Con el paso del tiempo, he aprendido a dejar ir. Esas dos fueron las primeras de una serie de muertes que hemos tenido que afrontar en los últimos años. He visto a las mentes más brillantes de mi generación pudrirse, no por el capitalismo, como habría dicho Allen Ginsberg, sino por el cáncer que parece estar por todas partes hoy en día.
Ya no le tengo miedo a la muerte. Personas como Thich Nat Hahn me han enseñado a lidiar con esto. Lo bueno de envejecer es que, si prestas atención, la vida te da todas las respuestas. Ves a la gente ir y venir. He visto a examigos hacerse inmensamente ricos metiéndose en política y robando a venezolanos sin control. He visto a otros mantenerse firmes con integridad y vivir vidas admirables.
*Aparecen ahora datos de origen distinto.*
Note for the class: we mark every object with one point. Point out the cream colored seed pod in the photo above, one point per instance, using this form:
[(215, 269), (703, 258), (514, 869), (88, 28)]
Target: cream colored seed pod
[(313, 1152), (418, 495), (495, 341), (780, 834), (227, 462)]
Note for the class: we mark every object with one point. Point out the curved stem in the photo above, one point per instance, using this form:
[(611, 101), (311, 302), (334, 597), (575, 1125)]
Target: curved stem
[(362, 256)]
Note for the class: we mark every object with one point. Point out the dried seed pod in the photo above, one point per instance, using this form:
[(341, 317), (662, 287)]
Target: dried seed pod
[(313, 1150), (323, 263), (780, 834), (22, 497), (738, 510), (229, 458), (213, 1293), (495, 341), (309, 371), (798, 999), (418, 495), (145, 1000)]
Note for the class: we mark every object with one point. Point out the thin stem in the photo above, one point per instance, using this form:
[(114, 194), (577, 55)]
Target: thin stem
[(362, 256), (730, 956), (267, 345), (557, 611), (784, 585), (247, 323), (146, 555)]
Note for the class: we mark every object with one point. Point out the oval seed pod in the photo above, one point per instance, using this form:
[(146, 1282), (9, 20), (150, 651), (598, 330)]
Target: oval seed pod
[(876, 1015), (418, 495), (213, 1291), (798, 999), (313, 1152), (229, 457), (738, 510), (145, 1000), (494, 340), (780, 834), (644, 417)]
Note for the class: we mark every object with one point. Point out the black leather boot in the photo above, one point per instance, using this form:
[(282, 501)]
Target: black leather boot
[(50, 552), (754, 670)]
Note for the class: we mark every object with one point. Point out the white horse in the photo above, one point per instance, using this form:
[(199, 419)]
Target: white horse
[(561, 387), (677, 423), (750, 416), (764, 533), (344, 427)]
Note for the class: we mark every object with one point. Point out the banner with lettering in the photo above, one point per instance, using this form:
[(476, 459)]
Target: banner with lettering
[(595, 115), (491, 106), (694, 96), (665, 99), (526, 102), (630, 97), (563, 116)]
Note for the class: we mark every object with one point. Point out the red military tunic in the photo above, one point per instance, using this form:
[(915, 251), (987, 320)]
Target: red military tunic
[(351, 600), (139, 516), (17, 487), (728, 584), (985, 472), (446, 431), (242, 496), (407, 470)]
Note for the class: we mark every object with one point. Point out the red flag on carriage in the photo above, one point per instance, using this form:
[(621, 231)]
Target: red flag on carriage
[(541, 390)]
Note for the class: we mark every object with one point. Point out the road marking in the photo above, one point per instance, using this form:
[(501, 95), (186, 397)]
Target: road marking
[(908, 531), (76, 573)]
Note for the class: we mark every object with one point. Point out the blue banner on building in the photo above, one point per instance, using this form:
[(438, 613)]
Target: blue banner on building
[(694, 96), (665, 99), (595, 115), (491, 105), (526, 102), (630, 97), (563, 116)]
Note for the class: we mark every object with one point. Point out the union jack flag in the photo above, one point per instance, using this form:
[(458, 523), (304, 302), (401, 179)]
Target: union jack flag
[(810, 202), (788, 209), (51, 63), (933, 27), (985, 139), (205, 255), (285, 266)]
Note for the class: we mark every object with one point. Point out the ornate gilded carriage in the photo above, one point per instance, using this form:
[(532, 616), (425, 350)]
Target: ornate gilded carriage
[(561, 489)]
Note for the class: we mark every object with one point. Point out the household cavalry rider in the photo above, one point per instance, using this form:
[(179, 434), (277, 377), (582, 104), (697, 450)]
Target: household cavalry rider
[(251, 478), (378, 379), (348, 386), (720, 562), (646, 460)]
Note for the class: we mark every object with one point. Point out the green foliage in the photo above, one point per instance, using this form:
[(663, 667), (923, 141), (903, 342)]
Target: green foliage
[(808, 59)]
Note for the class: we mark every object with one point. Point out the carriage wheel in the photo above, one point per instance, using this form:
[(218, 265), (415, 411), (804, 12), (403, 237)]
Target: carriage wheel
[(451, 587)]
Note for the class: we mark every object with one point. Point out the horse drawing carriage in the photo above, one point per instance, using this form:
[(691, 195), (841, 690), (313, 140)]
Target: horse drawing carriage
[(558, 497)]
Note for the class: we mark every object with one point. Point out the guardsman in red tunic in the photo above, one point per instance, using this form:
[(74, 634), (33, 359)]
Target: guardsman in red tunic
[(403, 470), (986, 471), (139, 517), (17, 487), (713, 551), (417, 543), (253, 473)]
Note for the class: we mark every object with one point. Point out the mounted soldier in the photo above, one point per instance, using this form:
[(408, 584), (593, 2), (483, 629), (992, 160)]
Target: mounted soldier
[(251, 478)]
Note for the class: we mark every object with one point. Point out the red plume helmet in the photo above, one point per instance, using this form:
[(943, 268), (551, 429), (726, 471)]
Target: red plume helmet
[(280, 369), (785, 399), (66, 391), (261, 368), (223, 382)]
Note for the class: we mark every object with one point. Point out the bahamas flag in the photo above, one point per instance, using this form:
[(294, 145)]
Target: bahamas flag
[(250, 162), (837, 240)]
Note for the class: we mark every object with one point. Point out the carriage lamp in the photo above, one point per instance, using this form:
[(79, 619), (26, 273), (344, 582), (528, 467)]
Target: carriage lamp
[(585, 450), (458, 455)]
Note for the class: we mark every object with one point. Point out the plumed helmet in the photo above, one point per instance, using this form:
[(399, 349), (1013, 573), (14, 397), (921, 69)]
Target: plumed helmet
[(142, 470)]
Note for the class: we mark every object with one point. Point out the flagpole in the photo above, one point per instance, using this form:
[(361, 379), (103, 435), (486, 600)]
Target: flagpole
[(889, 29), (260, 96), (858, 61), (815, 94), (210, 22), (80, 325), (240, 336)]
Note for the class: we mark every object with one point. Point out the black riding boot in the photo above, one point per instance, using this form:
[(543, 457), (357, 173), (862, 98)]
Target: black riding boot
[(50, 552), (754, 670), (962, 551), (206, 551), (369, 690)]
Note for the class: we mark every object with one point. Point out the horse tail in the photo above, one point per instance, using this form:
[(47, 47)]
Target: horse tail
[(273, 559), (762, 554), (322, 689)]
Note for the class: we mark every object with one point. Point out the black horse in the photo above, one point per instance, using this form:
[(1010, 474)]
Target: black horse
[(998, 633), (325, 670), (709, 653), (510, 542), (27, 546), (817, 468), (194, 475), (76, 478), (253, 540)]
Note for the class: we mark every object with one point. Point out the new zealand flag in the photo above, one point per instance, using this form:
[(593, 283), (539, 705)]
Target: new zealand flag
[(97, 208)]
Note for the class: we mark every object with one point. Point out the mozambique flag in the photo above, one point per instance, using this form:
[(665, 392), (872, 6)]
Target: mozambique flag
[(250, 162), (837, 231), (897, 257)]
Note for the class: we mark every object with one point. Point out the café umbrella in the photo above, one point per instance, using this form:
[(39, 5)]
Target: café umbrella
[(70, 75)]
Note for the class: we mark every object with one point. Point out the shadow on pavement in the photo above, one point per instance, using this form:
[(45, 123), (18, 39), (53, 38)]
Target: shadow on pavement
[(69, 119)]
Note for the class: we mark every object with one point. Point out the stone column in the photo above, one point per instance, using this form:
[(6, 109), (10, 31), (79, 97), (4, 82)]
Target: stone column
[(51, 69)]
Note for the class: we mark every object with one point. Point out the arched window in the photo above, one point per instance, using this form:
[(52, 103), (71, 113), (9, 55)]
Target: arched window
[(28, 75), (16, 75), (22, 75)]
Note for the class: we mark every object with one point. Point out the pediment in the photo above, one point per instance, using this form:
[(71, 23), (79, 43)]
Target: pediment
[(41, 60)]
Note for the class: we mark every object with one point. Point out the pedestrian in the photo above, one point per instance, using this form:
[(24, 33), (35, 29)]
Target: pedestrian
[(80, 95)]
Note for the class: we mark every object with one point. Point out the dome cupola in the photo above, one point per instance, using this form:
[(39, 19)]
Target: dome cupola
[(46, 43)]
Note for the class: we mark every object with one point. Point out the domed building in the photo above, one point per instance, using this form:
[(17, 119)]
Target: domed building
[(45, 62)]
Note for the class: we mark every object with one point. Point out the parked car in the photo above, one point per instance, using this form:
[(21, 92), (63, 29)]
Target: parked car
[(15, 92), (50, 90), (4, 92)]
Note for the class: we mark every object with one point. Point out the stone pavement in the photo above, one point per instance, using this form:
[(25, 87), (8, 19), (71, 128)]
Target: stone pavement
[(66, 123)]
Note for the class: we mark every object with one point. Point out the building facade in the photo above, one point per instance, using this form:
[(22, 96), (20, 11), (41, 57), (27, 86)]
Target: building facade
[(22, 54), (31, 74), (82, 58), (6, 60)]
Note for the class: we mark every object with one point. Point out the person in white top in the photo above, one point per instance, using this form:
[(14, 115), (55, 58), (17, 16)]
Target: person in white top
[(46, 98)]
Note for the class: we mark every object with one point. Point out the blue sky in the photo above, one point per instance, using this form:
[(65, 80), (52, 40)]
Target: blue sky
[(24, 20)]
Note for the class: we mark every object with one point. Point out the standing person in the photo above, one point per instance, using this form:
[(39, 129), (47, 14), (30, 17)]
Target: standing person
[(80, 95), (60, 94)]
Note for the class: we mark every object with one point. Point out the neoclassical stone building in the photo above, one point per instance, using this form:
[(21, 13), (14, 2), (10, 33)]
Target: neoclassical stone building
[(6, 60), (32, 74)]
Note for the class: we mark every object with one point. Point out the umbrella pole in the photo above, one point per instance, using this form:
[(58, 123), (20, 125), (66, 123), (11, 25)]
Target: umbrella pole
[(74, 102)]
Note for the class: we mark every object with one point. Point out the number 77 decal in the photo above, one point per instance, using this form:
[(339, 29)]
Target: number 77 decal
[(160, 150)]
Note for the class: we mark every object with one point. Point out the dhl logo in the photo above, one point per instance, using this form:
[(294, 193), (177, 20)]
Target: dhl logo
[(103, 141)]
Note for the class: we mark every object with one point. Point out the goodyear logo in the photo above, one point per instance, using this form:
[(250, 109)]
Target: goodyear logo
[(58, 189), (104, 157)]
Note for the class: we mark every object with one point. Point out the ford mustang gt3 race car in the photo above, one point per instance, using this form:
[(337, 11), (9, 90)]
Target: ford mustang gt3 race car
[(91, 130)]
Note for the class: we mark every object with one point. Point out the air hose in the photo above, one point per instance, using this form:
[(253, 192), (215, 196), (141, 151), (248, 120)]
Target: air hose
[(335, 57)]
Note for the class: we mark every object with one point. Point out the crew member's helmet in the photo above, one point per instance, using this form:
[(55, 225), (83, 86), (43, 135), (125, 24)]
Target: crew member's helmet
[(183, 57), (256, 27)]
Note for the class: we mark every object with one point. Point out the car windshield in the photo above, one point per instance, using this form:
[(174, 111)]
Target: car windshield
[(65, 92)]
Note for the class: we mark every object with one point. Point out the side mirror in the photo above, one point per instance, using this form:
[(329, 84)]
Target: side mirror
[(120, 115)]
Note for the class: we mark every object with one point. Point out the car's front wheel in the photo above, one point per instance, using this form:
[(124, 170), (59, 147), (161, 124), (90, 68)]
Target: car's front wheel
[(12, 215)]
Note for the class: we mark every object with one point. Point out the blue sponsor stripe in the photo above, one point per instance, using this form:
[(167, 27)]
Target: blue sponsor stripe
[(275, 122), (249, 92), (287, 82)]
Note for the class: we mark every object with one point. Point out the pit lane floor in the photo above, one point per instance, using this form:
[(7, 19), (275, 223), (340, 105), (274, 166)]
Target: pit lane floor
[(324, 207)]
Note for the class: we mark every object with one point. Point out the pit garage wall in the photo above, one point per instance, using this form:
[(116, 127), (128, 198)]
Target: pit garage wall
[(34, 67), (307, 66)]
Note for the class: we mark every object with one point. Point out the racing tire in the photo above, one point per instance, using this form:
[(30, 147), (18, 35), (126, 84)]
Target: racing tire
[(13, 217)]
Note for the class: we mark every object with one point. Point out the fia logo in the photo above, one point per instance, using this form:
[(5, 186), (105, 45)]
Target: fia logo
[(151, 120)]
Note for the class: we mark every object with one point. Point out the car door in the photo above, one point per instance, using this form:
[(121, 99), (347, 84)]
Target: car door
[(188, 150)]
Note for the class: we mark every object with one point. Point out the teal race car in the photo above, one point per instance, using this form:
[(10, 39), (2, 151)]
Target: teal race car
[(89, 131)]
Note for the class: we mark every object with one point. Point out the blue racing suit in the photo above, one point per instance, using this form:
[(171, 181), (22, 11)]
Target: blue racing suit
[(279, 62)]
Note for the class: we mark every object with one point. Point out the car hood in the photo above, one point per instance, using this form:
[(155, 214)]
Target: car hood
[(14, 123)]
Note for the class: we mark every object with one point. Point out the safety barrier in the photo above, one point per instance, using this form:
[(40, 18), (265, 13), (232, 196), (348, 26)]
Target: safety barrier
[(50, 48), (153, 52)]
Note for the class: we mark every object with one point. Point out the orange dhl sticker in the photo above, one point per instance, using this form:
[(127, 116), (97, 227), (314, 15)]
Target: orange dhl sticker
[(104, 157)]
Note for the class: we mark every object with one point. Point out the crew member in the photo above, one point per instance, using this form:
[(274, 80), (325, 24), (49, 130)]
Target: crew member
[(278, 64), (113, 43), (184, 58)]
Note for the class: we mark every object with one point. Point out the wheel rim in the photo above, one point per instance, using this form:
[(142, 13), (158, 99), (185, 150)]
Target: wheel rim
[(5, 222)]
He visto a gente arruinarse. Hacerse famosa. Divorciarse, ir a la cárcel, ir a la guerra, matar gente y cosas por el estilo.
La vida me ha dado suficientes ejemplos para elegir qué tipo de vida quiero llevar. No diría que entiendo la “vida”, pero sí sé lo que debo hacer para ser feliz, contribuir al mundo y reducir un poco el sufrimiento humano. Y eso es más que suficiente.
“No es la muerte lo que el hombre debe temer, sino más bien el no comenzar nunca a vivir” ( Marco Aurelio, Meditaciones).